Train
You have to put in the work.
- You don’t rise to the occasion, you fall back to your highest level of training.
- Fear eliminates creativity and forces you to function at your highest level of training.
- Put in the reps. Do the homework.
- Focused practice, with corrective feedback, combined with discipline, will make you great.
Training for something is the most underrated practice there is. But it’s not just any training, it’s training towards a goal. If Lebron James just randomly threw basketballs towards the net, he wouldn’t get any better. But if he practiced with focus, and that focus allowed him to get the feedback he needs to correct what he’s doing wrong, he will get better.
The problem with training by yourself is everyone plateaus. You train a certain way, get to a point, and then you stop improving. There’s an S curve that illustrates this well. At first you don’t make much progress, so there’s not much gain. Then, with the proper training and feedback, you start to accelerate your learning. That learning and ability grows quickly, but eventually levels off again, and you get diminishing returns. It’s at this point that you have to do something differently. You need to train in a different way, get feedback from someone else, in order to get to the next level.
A great example of this is Tiger Woods. He was one of the greatest golfers ever with his natural swing, but he plateaued. He was winning, but driven as he was, he wasn’t winning enough, or as often as he’d like. So he got a new coach, and they completely redid his swing. During the time when he was mastering this new approach, he fell off the rankings. He didn’t do well, but he stuck with it. Once he mastered this new swing, he was able to reach a whole new level, and he won tournament after tournament, championship after championship.

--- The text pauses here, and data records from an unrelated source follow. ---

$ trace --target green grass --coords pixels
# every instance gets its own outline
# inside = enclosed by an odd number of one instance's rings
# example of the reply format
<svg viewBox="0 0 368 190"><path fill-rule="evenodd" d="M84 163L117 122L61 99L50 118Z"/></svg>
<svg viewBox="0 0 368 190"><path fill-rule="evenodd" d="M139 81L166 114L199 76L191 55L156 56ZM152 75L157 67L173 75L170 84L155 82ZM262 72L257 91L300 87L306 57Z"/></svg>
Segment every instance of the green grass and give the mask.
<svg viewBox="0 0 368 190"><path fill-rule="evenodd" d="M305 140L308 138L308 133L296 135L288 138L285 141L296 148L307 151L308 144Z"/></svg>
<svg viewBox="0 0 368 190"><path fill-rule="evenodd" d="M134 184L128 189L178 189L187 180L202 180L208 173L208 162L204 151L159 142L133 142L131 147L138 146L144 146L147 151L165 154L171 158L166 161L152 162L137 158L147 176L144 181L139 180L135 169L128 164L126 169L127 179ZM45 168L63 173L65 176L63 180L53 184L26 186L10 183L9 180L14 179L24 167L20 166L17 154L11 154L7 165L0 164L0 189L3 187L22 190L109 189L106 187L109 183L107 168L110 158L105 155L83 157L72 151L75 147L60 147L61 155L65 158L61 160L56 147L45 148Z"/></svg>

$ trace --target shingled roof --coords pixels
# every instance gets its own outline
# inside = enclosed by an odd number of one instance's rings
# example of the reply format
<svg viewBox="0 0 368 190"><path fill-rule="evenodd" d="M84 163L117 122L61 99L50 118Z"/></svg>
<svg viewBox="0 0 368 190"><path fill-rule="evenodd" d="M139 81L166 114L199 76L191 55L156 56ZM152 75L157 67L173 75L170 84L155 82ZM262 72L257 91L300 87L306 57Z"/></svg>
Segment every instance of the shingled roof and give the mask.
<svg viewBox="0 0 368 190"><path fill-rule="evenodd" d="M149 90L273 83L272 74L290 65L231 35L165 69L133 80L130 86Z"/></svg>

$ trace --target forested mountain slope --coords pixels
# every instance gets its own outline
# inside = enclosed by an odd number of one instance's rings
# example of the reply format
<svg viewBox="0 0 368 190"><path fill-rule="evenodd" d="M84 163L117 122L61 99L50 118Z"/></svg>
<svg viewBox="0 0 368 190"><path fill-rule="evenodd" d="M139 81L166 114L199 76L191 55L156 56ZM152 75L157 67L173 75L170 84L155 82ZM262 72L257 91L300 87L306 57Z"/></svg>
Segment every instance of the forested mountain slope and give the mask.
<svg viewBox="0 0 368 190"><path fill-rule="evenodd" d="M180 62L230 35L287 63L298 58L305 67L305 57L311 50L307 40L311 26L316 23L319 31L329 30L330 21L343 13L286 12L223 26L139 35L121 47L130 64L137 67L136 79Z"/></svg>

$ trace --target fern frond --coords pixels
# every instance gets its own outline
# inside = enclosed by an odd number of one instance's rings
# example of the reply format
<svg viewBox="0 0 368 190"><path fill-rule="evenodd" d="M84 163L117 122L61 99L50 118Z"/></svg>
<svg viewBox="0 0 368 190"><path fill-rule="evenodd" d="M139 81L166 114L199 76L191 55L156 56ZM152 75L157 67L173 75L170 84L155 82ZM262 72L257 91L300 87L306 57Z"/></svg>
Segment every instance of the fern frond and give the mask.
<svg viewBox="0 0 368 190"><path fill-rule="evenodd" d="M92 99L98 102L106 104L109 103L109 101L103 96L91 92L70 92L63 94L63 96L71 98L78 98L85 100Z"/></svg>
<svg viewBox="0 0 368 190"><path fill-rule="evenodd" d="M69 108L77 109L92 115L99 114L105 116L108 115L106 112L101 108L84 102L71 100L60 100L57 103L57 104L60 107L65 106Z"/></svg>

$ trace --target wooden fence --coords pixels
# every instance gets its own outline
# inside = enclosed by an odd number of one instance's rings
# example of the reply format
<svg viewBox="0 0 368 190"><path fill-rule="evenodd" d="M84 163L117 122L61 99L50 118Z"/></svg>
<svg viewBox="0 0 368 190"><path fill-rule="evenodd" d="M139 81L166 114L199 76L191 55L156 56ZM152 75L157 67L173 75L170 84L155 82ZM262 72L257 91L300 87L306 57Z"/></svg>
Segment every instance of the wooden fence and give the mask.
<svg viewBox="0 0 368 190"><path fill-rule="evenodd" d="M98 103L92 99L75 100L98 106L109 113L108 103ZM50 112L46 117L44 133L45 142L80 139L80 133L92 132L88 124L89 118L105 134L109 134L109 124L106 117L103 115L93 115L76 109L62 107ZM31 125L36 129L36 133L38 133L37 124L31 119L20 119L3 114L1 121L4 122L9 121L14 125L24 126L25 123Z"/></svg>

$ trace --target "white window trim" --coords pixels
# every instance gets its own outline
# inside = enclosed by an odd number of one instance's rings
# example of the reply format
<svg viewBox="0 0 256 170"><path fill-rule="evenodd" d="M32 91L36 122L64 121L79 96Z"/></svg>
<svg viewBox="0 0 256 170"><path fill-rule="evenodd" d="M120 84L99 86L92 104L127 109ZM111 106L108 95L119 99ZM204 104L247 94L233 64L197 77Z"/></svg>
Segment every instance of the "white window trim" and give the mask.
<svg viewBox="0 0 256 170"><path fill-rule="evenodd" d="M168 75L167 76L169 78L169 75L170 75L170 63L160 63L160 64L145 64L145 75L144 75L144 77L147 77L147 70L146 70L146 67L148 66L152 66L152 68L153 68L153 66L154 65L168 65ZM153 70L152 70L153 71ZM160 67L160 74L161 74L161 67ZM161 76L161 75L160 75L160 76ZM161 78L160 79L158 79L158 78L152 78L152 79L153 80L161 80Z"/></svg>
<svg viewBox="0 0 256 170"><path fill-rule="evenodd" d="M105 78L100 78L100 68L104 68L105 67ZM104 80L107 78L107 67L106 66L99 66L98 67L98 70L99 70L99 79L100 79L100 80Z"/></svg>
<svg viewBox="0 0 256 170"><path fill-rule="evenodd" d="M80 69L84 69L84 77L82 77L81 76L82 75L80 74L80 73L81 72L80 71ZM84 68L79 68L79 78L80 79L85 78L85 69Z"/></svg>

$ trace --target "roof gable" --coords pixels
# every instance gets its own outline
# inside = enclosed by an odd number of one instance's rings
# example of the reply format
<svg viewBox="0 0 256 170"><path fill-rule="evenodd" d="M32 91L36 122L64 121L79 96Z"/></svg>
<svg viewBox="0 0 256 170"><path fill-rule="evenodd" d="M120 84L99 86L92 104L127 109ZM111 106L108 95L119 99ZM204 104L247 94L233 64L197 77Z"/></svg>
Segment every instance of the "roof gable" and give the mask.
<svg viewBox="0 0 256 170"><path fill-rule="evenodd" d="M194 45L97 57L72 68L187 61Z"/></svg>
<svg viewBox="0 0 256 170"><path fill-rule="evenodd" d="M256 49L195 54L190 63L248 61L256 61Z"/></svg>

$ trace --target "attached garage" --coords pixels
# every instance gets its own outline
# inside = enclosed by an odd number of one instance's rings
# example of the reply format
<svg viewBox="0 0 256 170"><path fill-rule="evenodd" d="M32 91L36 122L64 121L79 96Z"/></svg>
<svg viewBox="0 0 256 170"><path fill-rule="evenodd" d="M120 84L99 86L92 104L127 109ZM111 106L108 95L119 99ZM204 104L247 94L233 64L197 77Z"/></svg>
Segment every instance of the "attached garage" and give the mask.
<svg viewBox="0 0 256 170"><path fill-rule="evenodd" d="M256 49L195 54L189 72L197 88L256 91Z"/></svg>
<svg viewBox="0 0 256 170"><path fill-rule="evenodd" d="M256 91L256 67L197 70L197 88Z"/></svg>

Another way to think about it is the progression from apprentice, to journeyman, and finally master. You start as an apprentice, where you train the basic executional elements of whatever skill you are trying to learn. Once you have great proficiency in the basics, you move on to learning all of the finer things, the details. This part of the training is becoming a journeyman. You are on your way. Then, once you have learned the basics, and the fine details, you have the potential to be a master. But not everyone will reach mastery. It all depends on how you train, what feedback you get, and the master you are learning from, but with dedicated work, finally you become a master. You know the rules and techniques so well, you can mold them and adjust them, and make them your own.
What some masters don’t realize is there are levels above that even. Think about the great painters of the world. They are all masters, but they have some of their own flair mixed in. What they realize is to get to the next level, you have to do something where you are an apprentice again. Leonardo Da Vinci was a masterful painter, but to get to the next level, he became a student of the body, even going so far as to perform autopsy’s in the local hospitals. This allowed him to bring to life the illustrations and paintings he created. Now you don’t have to go that far, but the only way that new information was relevant to Leonardo was it built on the basis of knowledge he had before. He could only move to the next level after having mastered the level before it. That is how you use training to get where you want to go.
Training is important in other professions as well, not just artistry, or sport, or business. It’s use is probably best shown in the military. There’s a myth that I want to dispel about ‘rising to the occasion’ or some one-off unbelievable performance. Those situations are extremely rare, and highly publicized as a result. The reality for the other 99.9% of the world is in situations of extreme stress, people don’t rise to the occasion, they fall back to their highest level of training. That is why there are so many drills that simulate battle and combat situations. So people in those situations don’t fall back onto their natural instinct of fight, flight, or freeze, they execute on their training. They get the job done. They take the hill, move forward, face dangers, and otherwise perform in situations that would make an untrained person literally crap their pants. This also applies in business, but without the life threatening danger. When you’re in a presentation and some key decision maker is there, and they ask a tough question, were you prepared for it? Or did you panic? Did you train for it? Or not?
So how do you train well? The key to training well is the discipline to put in the reps even when you don’t want to, or you think you’ve done enough. Have you really, or have you just plateaued? Is there more you can learn, a different field you can combine, or somewhere else they are doing things differently? Where can you be an apprentice again, that will take your mastery to the next level? You need to do the homework, do what’s required, to get the outcome you want.
Focused practice, with corrective feedback, combined with discipline, will make you great at whatever you’re training for. It’s as simple as that.